Let $x\neq 1$ be an element of the multiplicative group $\mathbb{Z}_n^*$. Then my question is, is it possible for $x^2$ to equal $1$?

For what $n$ is it possible or impossible?

Answer 1

Firstly, and most importantly, your title is incorrect. Idempotents are elements $x\in G$ such that $x^2=x$, and it is an exercise in elementary group theory that the only idempotent in a group is the identity. As has been mentioned in the comments, it looks like you mean to say involutions instead of idempotents, so I answer on this assumption.
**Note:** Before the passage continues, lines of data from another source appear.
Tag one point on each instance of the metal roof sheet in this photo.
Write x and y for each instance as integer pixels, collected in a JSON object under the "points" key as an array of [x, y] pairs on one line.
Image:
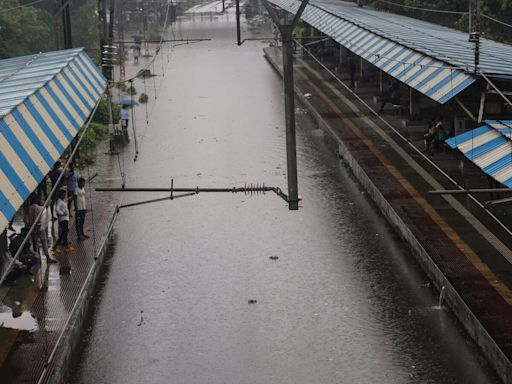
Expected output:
{"points": [[44, 101], [432, 59], [490, 148]]}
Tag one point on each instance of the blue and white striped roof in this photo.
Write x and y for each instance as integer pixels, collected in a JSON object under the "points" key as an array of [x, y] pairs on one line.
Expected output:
{"points": [[44, 101], [490, 148], [434, 60]]}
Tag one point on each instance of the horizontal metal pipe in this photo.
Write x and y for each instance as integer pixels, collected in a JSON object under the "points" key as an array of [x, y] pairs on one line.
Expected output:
{"points": [[158, 41], [196, 190]]}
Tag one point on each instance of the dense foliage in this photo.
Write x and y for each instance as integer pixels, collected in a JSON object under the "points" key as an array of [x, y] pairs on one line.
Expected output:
{"points": [[23, 31]]}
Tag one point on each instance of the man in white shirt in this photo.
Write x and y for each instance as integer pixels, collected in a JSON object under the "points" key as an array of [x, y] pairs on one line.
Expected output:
{"points": [[37, 214], [81, 209]]}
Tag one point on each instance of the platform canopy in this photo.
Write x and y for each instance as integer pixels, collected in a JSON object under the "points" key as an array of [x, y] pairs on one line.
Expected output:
{"points": [[434, 60], [44, 101], [490, 148]]}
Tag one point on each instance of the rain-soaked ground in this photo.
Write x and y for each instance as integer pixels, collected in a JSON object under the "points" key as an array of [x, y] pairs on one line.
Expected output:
{"points": [[344, 302]]}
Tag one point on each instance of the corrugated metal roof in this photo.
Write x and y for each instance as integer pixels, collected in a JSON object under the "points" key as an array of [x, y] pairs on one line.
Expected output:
{"points": [[429, 58], [44, 101], [490, 148]]}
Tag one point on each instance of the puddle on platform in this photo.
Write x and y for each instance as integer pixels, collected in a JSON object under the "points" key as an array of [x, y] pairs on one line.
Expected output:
{"points": [[22, 321]]}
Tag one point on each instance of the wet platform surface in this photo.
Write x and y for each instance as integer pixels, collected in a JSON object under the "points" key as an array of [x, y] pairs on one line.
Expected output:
{"points": [[34, 311], [471, 249]]}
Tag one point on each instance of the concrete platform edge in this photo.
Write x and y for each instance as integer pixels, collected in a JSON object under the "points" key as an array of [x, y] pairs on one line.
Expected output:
{"points": [[476, 331], [71, 334]]}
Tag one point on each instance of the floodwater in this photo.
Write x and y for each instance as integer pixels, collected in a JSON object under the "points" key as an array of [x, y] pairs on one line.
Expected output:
{"points": [[344, 302]]}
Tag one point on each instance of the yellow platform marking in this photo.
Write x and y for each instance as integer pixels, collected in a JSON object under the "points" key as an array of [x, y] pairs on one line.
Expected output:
{"points": [[500, 287], [9, 338]]}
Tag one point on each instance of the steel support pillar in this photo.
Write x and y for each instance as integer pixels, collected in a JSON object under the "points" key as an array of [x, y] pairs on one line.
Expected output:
{"points": [[289, 105], [289, 100]]}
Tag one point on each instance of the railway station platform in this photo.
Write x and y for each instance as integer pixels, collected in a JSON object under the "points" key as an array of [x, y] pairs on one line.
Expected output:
{"points": [[463, 246], [37, 332]]}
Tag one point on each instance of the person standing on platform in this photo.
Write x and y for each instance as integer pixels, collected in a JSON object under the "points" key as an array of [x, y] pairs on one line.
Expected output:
{"points": [[81, 209], [62, 211], [54, 176], [72, 177], [125, 117]]}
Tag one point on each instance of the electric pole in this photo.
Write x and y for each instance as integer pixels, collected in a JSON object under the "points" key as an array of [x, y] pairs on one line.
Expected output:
{"points": [[474, 31], [62, 25], [289, 99]]}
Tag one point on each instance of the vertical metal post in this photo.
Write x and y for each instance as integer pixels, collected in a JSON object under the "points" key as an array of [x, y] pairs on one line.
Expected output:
{"points": [[289, 100], [410, 102], [122, 67], [474, 34], [238, 37]]}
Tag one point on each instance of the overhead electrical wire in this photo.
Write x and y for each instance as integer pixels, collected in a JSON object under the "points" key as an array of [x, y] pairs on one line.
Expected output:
{"points": [[496, 21], [423, 9]]}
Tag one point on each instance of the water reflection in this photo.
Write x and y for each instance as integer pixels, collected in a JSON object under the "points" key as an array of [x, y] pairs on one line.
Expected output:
{"points": [[17, 318]]}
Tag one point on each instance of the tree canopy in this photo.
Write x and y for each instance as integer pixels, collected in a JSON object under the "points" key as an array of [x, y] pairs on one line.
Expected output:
{"points": [[496, 9]]}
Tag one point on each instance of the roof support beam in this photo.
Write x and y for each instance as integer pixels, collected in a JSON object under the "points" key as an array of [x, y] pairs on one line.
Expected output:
{"points": [[482, 104]]}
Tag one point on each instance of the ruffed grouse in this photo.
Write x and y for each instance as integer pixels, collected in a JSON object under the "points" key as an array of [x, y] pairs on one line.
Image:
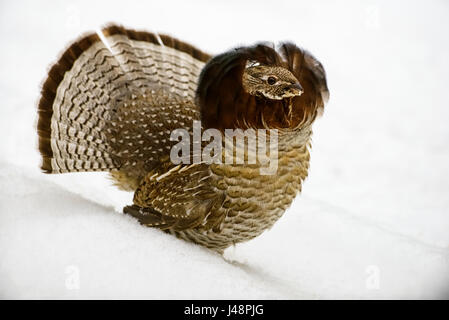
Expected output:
{"points": [[112, 100]]}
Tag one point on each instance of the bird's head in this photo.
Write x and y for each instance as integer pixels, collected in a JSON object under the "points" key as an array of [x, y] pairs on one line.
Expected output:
{"points": [[260, 87], [271, 82]]}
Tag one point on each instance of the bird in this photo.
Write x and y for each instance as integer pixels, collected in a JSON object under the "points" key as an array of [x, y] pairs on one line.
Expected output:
{"points": [[115, 96]]}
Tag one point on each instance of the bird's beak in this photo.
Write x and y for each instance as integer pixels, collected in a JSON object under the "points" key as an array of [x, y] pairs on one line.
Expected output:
{"points": [[296, 89]]}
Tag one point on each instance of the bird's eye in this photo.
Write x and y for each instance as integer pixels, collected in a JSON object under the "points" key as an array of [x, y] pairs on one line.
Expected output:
{"points": [[271, 80]]}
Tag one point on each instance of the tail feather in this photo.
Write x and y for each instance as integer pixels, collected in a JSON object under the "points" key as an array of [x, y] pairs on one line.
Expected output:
{"points": [[93, 76]]}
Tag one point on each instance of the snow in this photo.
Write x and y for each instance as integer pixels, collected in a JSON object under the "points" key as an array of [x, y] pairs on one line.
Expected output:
{"points": [[371, 222]]}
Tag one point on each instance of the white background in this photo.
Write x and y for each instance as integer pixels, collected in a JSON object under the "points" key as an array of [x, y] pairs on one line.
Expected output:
{"points": [[372, 221]]}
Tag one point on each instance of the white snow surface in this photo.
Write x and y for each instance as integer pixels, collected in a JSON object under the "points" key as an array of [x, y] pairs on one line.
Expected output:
{"points": [[372, 221]]}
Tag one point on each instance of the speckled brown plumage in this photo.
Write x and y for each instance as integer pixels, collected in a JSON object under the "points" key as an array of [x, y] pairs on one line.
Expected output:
{"points": [[112, 100]]}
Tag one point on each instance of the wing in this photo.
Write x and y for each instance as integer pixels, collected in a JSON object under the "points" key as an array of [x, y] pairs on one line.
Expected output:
{"points": [[182, 197]]}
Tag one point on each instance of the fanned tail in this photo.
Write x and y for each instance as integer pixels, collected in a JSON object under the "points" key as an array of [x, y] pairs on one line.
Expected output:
{"points": [[85, 87]]}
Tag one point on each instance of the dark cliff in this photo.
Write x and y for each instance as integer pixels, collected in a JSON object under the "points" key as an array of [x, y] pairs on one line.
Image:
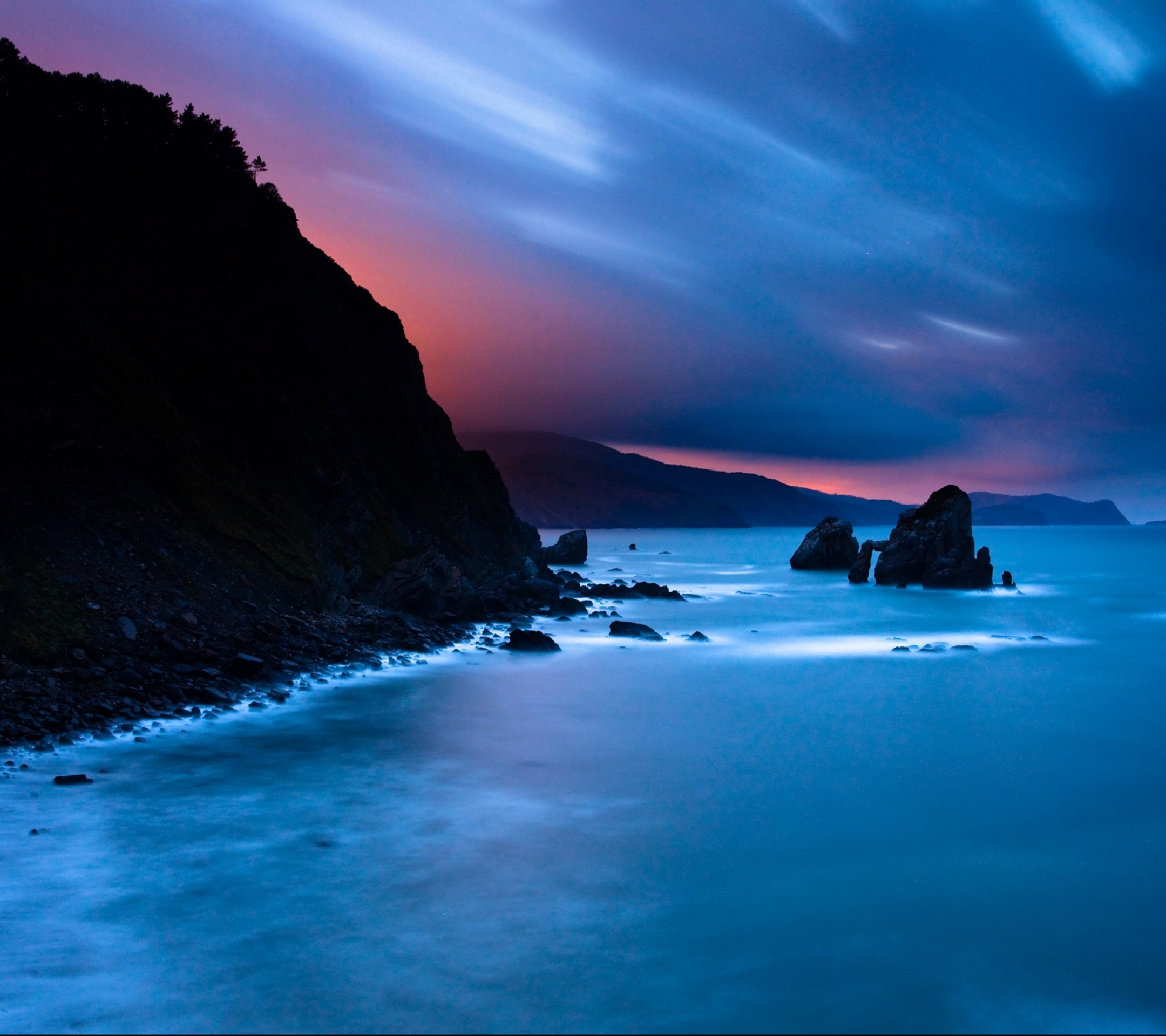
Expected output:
{"points": [[182, 366]]}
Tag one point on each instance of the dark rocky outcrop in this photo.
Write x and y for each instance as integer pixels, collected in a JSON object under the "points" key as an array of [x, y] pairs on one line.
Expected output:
{"points": [[829, 546], [558, 482], [617, 591], [633, 630], [570, 549], [933, 544], [861, 570], [208, 432], [530, 640]]}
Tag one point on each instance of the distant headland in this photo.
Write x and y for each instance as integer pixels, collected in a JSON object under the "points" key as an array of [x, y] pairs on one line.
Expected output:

In general this is very possible, consider, for example, $4$ modulo $15$ (or indeed $(-1)^2=1$ always as is noted above). The important thing is that involutions are elements of order $2$. The general structure of $\mathbb{Z}/n\mathbb{Z}^\times$ is well known, (see e.g. the wikipedia page or most good introduction to groups/number theory books). I give it below:

Firstly, for an odd prime $p$ and positive integer $k$ we have $$\mathbb{Z}/p^k\mathbb{Z}^\times\cong \mathbb{Z}/(p^k-p^{k-1})\mathbb{Z}.$$

Secondly, at powers of $2$ we have $$\mathbb{Z}/2^k\mathbb{Z}^\times\cong \begin{cases} \{1\}&k=1\\ \mathbb{Z}/2&k=2\\ \mathbb{Z}/2\mathbb{Z}\times \mathbb{Z}/2^{k-2}\mathbb{Z} &k\geq 3 \end{cases}$$

The general case then follows from the Chinese remainder theorem, which says that if $n=\prod_{i=1}^rp_i^{k_i}$ is the unique prime decomposition of $n$ then $$\mathbb{Z}/n\mathbb{Z}^\times=\prod_{i=1}^r\mathbb{Z}/p_i^{k_i}\mathbb{Z}^\times$$

From the structure of the unit group as a product of cyclic groups in this way, it is easy to see how often (and even how many) involutions appear.